Я встала и потопала к сумке, чтобы убрать учебник до лучших времен. Когда мне готовиться к экзаменам? Наверно, вместо долгожданной золотой медали — а иначе за что страдать? только за медаль — меня отчислят из сего заведения с позором.
— Хорошая ночнушка, — похвалил мое одеяние Хрякин, разом направив мои мысли в иное русло. Я стала себя разглядывать. Он что, издевается?! Да рубашка на черта похожа, да и ленточки куда-то посеялись… Боже!
— Ленточки, ленточки-и-и! — запрыгала я.
Но мой парень истолковал это восклицание по-своему и вдумчиво произнес:
— Да, с ленточками было бы лучше. Но так тоже ничего.
— Да нет же. Ленточки!

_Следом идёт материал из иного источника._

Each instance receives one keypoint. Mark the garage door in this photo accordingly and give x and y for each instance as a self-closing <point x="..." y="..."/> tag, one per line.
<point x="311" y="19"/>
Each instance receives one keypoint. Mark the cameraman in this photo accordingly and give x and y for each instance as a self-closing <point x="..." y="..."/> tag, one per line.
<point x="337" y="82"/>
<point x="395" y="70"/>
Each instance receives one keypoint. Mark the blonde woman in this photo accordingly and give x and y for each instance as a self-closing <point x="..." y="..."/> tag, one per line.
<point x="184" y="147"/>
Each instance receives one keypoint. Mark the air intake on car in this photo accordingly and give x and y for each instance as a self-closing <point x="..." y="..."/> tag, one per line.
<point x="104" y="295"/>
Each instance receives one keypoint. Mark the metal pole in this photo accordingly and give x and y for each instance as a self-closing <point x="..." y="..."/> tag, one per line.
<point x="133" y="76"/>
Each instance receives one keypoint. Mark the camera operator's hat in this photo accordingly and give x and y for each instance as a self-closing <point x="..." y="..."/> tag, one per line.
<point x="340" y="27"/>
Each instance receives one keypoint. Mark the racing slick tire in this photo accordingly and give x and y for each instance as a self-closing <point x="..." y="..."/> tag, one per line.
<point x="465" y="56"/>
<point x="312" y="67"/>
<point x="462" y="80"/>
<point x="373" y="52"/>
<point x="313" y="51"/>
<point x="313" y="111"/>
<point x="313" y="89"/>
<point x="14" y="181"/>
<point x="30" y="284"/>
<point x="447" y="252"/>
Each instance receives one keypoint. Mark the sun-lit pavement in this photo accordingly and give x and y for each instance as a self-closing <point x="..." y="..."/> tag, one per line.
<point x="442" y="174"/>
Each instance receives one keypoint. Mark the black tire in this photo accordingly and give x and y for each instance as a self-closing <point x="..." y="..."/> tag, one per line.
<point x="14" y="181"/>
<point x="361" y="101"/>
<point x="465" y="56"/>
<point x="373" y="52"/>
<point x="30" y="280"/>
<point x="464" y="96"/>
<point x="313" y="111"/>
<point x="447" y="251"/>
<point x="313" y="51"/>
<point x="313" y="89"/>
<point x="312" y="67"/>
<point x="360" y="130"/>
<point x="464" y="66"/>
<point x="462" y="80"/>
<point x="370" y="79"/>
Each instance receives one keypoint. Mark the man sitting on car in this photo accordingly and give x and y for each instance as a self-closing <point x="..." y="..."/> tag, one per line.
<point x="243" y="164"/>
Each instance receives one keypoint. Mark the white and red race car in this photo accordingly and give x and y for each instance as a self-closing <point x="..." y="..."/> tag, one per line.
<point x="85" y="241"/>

Я знаю, где сейчас маньяк!
Николай спрыгнул с кровати.
— Что?! — Пришлось рассказать ему про ночной поход и про то, откуда взялся в доме участковый. — Нужно сходить к Даниле, — авторитетно заявил Хрякин, выслушав меня от начала до конца и ни разу не перебив. Акунинскому следовало бы поучиться!
— Нет времени! Нужно бежать туда!
— Но мы даже без оружия. А он псих. А тебе, кстати, после того что произошло, лучше вообще оставаться здесь. Я один схожу.
— Нет, идем вместе!
— Вот упрямая…
Мы навестили участкового, но, к сожалению, он уже вернулся к своим дурным привычкам — наверно, начальство настучало по мозгам за то, что упустил маньяка, или сам чувствовал себя виноватым. Он оказался настолько пьян, но с ним не то идти на поимку особо опасного преступника нельзя — невозможно было даже разговаривать. Даниил нас вроде бы и не узнал. Мы пытались донести до него мысль, что нужно вызвать подкрепление, но все было тщетно. Приняв нас за демонов, он начал кидаться чашками. Пришлось ретироваться.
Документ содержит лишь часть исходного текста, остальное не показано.